けれど、長い時間、深くかかった魅了を解除することは危険を伴うとも聞いた。精神に影響する魔法が禁じられてるのもそのためだと。
気を逸らすために聖女が話を逸らしたが、軌道修正をしないと埒が開かない。
「聖女様、ここに同席させていただいたのは先日のお話の際にこちらの国の作法を聖女様のようには学んでいないわたしに何か無作法があり、辺境伯家にご迷惑をかけるかと心配をしたためです。ご厚意はありがたいですが、城に住むということは、国民の方々の納めたもので生活をさせていただくということです。わたしはそれをさせてもらう立場にありません。もちろん、領地を持つ辺境伯家のお世話になることも同じことですが…ようやくここではできることも見つけ、お邸を出て生活できるようにもなりました。住む場所のお世話は結局していただいていますが」
その申し出を受けることは、絶対にないと伝え、話を戻す。
驚いた顔で神官長がこちらを見ているのは、きっと、思っていたのと違う答えを言ったからだろう。聖女のようにできる役割があるわけでもなく、貴族の庇護をたまたま受けて贅沢に暮らしている、と。そのとおりなのだけれど。
「竜騎士隊の任務についてヴィクター様に…というより、アメリア様に何かを言うのは、筋違いです。竜騎士隊に任務を命ずるのは国王陛下です。竜騎士隊という強力な部隊をそのような私情を挟んだ指揮系統におくことはないはずです」
ああ、怒ってるな、と思いながら、言いたいことは言ってやったと口をつぐむ。
ただ、怒っているな、と感じ始めたあたりから、ヴィクターに支えてもらっていても気分が悪い。

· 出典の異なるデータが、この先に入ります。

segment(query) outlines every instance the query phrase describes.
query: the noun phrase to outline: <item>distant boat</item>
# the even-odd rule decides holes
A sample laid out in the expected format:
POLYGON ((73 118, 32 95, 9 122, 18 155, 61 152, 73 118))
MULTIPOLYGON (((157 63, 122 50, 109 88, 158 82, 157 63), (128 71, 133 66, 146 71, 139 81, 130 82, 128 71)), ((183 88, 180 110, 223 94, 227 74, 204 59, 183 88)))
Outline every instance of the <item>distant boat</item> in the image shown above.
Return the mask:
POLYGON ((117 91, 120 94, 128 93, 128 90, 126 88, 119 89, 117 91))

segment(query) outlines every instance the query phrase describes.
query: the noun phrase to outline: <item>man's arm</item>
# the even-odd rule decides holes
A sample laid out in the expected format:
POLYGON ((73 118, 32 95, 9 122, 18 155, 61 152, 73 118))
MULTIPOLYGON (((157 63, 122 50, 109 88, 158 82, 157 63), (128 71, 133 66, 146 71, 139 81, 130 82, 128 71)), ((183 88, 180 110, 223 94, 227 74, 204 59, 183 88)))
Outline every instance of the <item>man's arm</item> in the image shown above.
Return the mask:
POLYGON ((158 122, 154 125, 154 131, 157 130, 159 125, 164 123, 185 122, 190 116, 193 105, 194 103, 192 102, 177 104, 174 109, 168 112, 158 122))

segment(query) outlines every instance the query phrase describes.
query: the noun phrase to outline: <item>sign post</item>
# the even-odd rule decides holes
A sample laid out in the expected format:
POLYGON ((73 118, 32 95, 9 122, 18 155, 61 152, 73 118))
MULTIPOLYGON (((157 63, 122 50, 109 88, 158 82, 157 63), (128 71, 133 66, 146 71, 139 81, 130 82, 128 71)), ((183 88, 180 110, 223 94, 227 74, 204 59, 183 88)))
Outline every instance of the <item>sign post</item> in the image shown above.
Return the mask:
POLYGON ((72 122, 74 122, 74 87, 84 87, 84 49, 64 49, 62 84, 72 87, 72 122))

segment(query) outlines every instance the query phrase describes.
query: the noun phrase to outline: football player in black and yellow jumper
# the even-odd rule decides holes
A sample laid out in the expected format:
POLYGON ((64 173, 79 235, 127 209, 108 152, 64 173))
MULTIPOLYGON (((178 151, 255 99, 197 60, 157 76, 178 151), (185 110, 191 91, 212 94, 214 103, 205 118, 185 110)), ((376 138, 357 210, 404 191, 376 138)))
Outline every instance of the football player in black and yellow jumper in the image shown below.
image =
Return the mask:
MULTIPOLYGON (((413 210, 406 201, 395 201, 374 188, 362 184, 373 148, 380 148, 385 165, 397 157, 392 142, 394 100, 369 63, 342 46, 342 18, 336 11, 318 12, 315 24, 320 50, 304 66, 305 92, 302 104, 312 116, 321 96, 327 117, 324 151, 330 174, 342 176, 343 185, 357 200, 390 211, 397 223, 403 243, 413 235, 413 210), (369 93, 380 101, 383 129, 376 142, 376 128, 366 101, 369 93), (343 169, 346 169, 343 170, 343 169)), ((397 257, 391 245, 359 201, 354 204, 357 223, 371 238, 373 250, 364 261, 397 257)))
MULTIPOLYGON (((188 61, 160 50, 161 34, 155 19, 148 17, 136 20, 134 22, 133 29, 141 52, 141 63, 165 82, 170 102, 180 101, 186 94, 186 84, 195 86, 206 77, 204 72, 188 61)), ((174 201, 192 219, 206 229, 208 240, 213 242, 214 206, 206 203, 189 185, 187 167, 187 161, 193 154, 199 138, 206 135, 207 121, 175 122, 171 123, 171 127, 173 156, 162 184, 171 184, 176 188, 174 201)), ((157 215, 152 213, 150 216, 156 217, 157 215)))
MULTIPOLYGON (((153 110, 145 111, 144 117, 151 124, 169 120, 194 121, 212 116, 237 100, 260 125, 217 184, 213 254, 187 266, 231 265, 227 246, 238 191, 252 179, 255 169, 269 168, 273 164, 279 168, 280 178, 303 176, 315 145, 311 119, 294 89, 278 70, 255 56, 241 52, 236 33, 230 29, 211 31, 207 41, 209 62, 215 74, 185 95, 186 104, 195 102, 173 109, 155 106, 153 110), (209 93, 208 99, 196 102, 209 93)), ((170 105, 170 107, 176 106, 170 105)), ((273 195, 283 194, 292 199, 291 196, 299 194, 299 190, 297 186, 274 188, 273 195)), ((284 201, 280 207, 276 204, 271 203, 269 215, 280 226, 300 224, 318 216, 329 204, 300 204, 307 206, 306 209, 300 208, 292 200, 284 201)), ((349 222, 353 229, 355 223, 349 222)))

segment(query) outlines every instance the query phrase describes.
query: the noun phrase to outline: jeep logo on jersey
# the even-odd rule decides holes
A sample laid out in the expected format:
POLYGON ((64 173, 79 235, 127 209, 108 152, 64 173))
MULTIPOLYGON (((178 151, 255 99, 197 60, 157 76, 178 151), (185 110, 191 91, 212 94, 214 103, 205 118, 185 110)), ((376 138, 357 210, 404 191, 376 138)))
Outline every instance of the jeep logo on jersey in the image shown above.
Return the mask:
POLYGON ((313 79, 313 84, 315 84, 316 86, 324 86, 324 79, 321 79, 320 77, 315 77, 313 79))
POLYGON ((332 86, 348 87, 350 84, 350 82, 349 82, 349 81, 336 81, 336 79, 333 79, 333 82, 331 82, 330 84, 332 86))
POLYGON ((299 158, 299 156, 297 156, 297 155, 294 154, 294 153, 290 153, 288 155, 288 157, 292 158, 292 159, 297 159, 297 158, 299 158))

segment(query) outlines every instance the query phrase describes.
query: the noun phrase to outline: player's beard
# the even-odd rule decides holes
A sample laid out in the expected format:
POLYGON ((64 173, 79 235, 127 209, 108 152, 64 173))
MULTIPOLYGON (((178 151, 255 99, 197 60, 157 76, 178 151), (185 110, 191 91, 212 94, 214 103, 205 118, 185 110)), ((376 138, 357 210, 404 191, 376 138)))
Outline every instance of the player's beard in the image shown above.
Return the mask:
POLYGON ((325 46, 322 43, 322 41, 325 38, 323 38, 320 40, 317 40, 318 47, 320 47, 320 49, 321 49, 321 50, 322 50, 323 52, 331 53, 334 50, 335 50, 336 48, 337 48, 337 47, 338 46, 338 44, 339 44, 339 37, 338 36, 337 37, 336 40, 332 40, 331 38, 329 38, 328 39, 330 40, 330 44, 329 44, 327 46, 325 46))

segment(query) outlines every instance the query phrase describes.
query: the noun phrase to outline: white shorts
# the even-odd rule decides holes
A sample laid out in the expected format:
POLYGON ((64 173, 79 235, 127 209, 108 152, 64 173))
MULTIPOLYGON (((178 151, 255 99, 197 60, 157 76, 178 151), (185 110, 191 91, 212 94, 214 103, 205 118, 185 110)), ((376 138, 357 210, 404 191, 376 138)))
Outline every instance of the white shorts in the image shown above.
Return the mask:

聖女の体に靄がかかったように見える。
険しい顔をした神官長が周囲を見回した。
「瘴気の気配…??」
聖女様、浄化はできそうですか。
そう声を向けられた聖女は、慌てて険しい表情を引っ込める。それでも、まだ靄は完全には消えない。
気配は感じられても、場所の特定はできない様子の神官長の緊張した面持ちを、妙に白けた思いで見上げた。